Crystal Eyes – Vengeance Descending
Crystal Eyes – Vengeance Descending (2003)
Reviewed by Daniel Millard
We rejoin Mikael Dahl and company in 2003 for the band’s third full-length, Vengeance Descending, which would prove to be the first turning point for the band’s sound, as well as its most focused early effort. I am unsure of some of the background goings-on in the band’s history, but there is a noticeable pivot in some of the music here, and the lyrics have changed a bit as well: simplified, perhaps, and certainly angrier. Actually, in comparison with the first couple of works, Vengeance Descending does indeed seem to be a snarling, temperamental creature.
While the retributive self-titled opener and likewise destructive “Highland Revenge” (boasting perhaps the band’s most iconic riff. Seriously, if I were a guitar player, this would be my “Crazy Train”) don’t sound far amiss from the songwriting ventures of World Of Black And Silver and In Silence They March, the Crystal Eyes’ recipe gets turned on its head a bit with the power ballad “Child Of Rock”. An amiable, perhaps even tender song, I would consider skipping this track after seeing its title and lyrics – had I not heard it first. All in all, this is a rather good tune that, while a bit silly, is actually a rather dynamic and pleasant listen, especially when we are keyed into a minor point of foreshadowing with an easter egg at the end: a scream from Daniel Heiman.
That’s right, Daniel Heiman’s work with Crystal Eyes began right here, and I get chills down my spine at the end of “Child Of Rock” in sheer anticipation. However, there are a couple of tracks to go until the roof is blown off. Thankfully, they are both great in their own way. “Mr. Failure”, while quite prosaic and critical in its nature of targeting what seems to be metal journalists (perish the thought!), is another of my very favorite Crystal Eyes songs for the simple reason that I can empathize only too closely with Dahl’s opinion of, *ahem*, certain media outlets. “Dream Chaser” launches into a more straightforward power metal track with a powerhouse chorus, a return to fictional lyricism, and another of Dahl’s finer singing outings. It’s almost a shame, after this first-rate cut, that he’s about to be overshadowed in such a monumental fashion.
“The Wizard’s Apprentice”. Has a ring to it, doesn’t it? As the words “The look of disbelief is still in your face!” come tearing out, I imagine the look on Dahl’s face as he realizes that Daniel Heiman has hijacked his band for the nefarious purpose of betraying his master and subjecting nebulous arcane powers to his own whims. I am then subsequently RUINED by Heiman’s two-part scream about thirty seconds later, and then repeatedly by one of the best choruses that Crystal Eyes has ever crafted. No question about it, this is my favorite Crystal Eyes song, and…oh hell with it, probably my favorite Daniel Heiman song (YES, I AM INCLUDING LOST HORIZON IN THIS STATEMENT). It’s a searing high point of absolute power metal bliss for the band’s early career, and a set up for a full album chock full of Daniel.
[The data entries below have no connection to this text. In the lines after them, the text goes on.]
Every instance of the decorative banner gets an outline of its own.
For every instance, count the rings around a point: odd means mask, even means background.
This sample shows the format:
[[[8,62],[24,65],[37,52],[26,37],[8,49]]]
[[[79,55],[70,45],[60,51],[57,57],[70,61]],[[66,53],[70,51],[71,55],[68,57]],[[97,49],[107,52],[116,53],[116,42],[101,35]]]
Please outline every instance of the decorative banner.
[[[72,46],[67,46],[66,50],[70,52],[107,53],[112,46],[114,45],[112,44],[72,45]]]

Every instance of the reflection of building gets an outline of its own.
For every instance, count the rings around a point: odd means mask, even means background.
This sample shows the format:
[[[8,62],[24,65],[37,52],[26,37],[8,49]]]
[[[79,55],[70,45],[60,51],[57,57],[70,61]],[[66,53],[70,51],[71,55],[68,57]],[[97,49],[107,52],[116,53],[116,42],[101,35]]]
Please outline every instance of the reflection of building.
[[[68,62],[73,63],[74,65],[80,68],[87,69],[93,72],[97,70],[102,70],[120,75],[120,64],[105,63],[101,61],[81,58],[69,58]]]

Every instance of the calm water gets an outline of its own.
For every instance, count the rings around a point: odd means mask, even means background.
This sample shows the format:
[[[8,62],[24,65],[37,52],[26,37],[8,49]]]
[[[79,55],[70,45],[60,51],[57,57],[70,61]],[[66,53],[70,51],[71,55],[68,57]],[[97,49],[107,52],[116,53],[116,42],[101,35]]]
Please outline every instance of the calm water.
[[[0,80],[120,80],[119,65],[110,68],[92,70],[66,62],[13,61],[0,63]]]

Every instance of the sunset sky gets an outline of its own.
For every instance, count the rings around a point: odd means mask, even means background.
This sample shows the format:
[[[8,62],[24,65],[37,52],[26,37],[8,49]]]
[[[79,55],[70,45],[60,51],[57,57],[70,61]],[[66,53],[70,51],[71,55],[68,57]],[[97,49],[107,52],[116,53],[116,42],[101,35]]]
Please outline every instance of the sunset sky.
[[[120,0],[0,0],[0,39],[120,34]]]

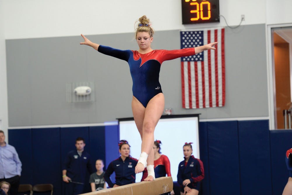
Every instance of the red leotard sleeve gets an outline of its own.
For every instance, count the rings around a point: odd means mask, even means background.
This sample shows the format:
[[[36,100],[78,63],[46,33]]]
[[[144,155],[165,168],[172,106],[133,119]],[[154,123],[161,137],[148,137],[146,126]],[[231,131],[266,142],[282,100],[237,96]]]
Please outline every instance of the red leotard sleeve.
[[[171,174],[170,173],[170,162],[168,158],[165,155],[163,156],[163,161],[165,167],[165,172],[167,174],[167,177],[171,177]]]
[[[162,62],[166,60],[195,54],[195,48],[194,47],[175,50],[162,50],[160,51],[161,54],[159,56],[159,61],[161,63]]]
However, we’re still on the subject of Vengeance Descending, and there’s still four more entries on the album. While it’s a decent love song to metal, “Metal Crusade” is probably the only track that flies beneath the radar here. Otherwise, the disturbingly upbeat strains of “The Beast In Velvet” and the driving, late album favorite “Heart Of The Mountain” show this album as stronger at its tail end than In Silence They March. Once more, Dahl elects to close with a soft number in “Oblivion In The Visionary World”. Also as usual, it’s quite the tasteful, engaging ballad, with no time wasted on pretty-boy singing antics or needless piano interludes, but rather a somber, reflective lay that features a great deal of touching acoustic guitar work.
With a few more hard rock and classic metal influences and improved-but-similar production as compared to the first two albums, Vengeance Descending hints at the future of Crystal Eyes while concurrently executing an expert send-off of the 80’s Maiden’n’Priest’n’Helloween-inspired sound. To date, this remains my favorite album from the band overall because of the sheer strength of songs like “The Magician’s Apprentice”, “Highland Revenge”, and “Heart Of The Mountain”. An essential for fans of Mikael Dahl, Daniel Heiman, and Swedish power in general.